(2) Section 264 covers
schemes constituted in another
EEA State that are certified by their
Home State as meeting the requirements of the
UCITS Directive. The
scheme becomes recognised unless, within two
months of receiving written notice of the intention to market into the
United Kingdom, the
FSA notifies the applicant and its
Home State regulator that the manner in which the invitation is to be made (to the public) does not comply with
UK law. Such
schemes cannot be marketed to the public in the
United Kingdom before the two
month period is over. (Information and documents to be supplied with a section 264 notification) provides specific details.

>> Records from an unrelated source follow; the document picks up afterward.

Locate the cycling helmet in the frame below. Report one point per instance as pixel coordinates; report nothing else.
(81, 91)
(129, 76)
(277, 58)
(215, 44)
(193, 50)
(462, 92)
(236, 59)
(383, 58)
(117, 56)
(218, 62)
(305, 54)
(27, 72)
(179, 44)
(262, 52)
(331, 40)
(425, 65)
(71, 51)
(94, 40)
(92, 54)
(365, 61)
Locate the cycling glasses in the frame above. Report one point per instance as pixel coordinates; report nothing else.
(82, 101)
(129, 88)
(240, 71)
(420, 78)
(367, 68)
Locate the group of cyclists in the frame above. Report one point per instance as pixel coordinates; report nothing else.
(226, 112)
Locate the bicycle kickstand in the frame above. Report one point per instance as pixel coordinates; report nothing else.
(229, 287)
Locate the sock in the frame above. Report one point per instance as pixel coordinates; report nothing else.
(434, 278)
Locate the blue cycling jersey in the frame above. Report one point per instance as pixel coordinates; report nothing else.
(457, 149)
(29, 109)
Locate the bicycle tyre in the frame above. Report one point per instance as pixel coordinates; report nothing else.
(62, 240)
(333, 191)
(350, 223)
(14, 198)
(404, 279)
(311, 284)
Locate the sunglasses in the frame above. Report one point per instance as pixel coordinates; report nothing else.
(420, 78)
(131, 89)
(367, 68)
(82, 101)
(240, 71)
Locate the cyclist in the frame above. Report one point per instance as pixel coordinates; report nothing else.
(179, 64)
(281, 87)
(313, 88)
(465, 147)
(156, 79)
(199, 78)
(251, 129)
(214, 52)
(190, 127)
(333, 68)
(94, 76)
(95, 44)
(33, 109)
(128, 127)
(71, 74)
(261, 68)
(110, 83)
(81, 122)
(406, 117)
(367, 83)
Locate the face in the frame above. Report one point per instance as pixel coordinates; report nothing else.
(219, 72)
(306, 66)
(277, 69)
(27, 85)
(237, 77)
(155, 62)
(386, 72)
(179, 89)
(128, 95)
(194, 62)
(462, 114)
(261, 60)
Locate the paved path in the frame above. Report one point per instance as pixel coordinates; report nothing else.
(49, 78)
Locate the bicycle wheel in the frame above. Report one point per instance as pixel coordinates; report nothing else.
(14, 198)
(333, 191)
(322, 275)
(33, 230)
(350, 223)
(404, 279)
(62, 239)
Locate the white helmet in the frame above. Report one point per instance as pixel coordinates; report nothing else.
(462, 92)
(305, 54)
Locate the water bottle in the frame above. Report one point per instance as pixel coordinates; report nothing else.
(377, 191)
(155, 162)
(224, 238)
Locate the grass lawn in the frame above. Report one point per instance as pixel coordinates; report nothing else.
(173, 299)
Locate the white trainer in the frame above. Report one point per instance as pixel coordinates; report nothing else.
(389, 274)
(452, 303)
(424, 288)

(3) If there is a change in the information supplied to the
FSA in accordance with
COLL 9.2.1 G following initial recognition, the
FSA wishes to be notified of such changes and revised
documents (certified as true copies) should be sent.
(4) Section 270 covers
schemes that are managed in and authorised under the law of a country or territory outside the
United Kingdom that has been designated for this purpose by an order made by the Treasury ("the Designation Order"). These are currently Jersey, Guernsey, the Isle of Man and Bermuda. Notification forms are available, free of charge, at the
FSA website and
COLL 9.3 (Section 270 and 272 recognised schemes) provides further information on the documents to be supplied to the
FSA. The
scheme becomes recognised on the
FSA's written approval or automatically after two
months from notification. It should be noted that the Treasury:
(a) retains responsibility for the designation of countries or territories and must be satisfied that their laws and practices relating to the authorisation and regulation of their
collective investment schemes provide a level of protection at least equivalent to that provided under the
Act;
(b) must be content that adequate arrangements exist for co-operation between regulators in each country or territory and the
FSA; and
(c) may request the
FSA to provide a report on the regimes of regulation in existing or prospective designated territories.

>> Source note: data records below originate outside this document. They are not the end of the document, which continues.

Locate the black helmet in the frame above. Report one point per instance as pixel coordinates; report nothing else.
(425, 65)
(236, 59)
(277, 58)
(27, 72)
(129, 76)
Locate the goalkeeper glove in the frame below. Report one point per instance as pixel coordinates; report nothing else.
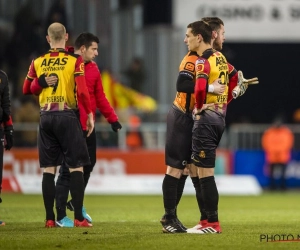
(242, 85)
(116, 126)
(8, 133)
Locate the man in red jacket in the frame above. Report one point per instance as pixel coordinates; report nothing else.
(86, 45)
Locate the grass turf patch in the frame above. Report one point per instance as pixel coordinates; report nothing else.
(132, 222)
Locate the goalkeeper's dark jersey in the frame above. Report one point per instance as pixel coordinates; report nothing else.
(66, 66)
(183, 101)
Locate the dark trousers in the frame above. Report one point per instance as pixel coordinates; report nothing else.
(63, 180)
(274, 167)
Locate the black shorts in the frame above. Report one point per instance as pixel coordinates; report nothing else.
(61, 139)
(179, 138)
(207, 133)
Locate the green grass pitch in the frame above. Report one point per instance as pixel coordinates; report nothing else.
(132, 222)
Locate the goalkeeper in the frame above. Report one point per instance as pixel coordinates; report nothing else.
(237, 87)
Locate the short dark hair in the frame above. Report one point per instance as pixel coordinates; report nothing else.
(202, 28)
(214, 22)
(85, 39)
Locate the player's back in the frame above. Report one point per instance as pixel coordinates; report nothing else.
(185, 102)
(65, 66)
(217, 66)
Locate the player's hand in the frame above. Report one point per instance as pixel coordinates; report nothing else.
(90, 124)
(9, 138)
(242, 85)
(47, 81)
(116, 126)
(218, 87)
(197, 112)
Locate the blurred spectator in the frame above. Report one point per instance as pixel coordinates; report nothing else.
(28, 112)
(134, 139)
(135, 75)
(26, 41)
(277, 142)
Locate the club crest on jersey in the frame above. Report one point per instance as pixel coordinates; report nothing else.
(189, 66)
(202, 154)
(200, 61)
(200, 67)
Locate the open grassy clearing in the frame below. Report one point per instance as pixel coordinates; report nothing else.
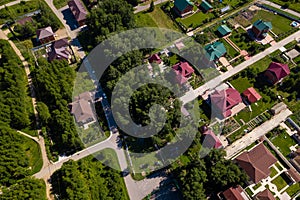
(280, 24)
(280, 182)
(157, 18)
(195, 20)
(283, 141)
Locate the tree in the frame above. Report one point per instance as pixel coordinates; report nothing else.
(152, 6)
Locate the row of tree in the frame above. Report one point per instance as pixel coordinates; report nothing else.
(54, 83)
(88, 179)
(14, 105)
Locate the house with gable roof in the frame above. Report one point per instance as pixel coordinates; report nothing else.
(276, 72)
(260, 28)
(257, 162)
(183, 7)
(215, 50)
(45, 35)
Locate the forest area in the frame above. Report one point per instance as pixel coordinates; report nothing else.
(20, 156)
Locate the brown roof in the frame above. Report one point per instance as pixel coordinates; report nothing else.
(78, 9)
(294, 174)
(44, 32)
(233, 193)
(265, 195)
(257, 162)
(24, 20)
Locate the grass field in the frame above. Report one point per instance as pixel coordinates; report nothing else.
(280, 24)
(195, 20)
(284, 141)
(157, 18)
(33, 153)
(280, 182)
(230, 50)
(2, 2)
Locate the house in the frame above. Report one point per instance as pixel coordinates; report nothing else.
(264, 195)
(82, 109)
(251, 95)
(183, 7)
(276, 72)
(223, 101)
(45, 35)
(278, 108)
(211, 140)
(184, 69)
(59, 50)
(224, 30)
(78, 11)
(234, 193)
(261, 28)
(24, 20)
(257, 162)
(215, 50)
(155, 59)
(205, 6)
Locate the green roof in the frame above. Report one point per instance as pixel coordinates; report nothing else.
(205, 5)
(224, 30)
(182, 4)
(261, 25)
(215, 50)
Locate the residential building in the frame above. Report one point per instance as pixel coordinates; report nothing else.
(251, 95)
(261, 28)
(224, 30)
(264, 195)
(205, 6)
(257, 162)
(211, 140)
(215, 50)
(60, 50)
(183, 7)
(82, 109)
(155, 59)
(276, 72)
(223, 101)
(234, 193)
(45, 35)
(78, 10)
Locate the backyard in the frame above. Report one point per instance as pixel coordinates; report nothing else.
(283, 141)
(280, 24)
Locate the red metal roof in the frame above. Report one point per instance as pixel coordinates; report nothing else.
(212, 140)
(224, 100)
(257, 162)
(265, 195)
(252, 95)
(184, 69)
(279, 70)
(233, 193)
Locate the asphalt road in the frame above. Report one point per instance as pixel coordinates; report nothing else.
(193, 94)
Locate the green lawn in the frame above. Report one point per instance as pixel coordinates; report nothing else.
(33, 153)
(295, 5)
(230, 50)
(109, 157)
(280, 182)
(293, 189)
(2, 2)
(283, 141)
(157, 18)
(280, 24)
(273, 172)
(60, 3)
(195, 20)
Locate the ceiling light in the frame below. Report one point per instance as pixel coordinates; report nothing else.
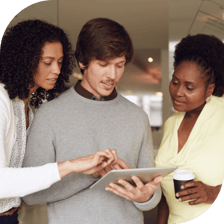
(150, 59)
(160, 94)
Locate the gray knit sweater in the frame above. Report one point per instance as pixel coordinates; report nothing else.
(72, 126)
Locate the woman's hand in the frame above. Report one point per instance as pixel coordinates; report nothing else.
(120, 164)
(140, 193)
(88, 164)
(199, 193)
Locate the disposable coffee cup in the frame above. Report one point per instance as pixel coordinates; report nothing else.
(181, 177)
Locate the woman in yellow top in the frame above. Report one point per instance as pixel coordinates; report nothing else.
(193, 137)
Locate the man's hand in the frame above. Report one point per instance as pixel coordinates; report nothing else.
(140, 193)
(198, 192)
(120, 164)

(5) Section 272 covers overseas
schemes that are not recognised by virtue of section 264 or section 270. The
FSA may make an order declaring the
scheme to be recognised if it is satisfied that the scheme will afford adequate protection (i.e. a similar level of protection to that provided under the
Act) for investors and the arrangements for the
scheme's constitution and management and the powers and duties of the
operator and of any
trustee or
depositary are also "adequate". In deciding what is adequate, the
FSA will consider the
rules applicable to
AUTs or
ICVCs). Section 272 applications require detailed and rigorous analysis of all aspects of the
scheme and the level of investor protection provided by the regime under which the
scheme operates. So the
FSA has 6
months in which to determine a complete application. Details of the information and documents required for a section 272 application can be found in
COLL 9.3 (Section 270 and 272 recognised schemes).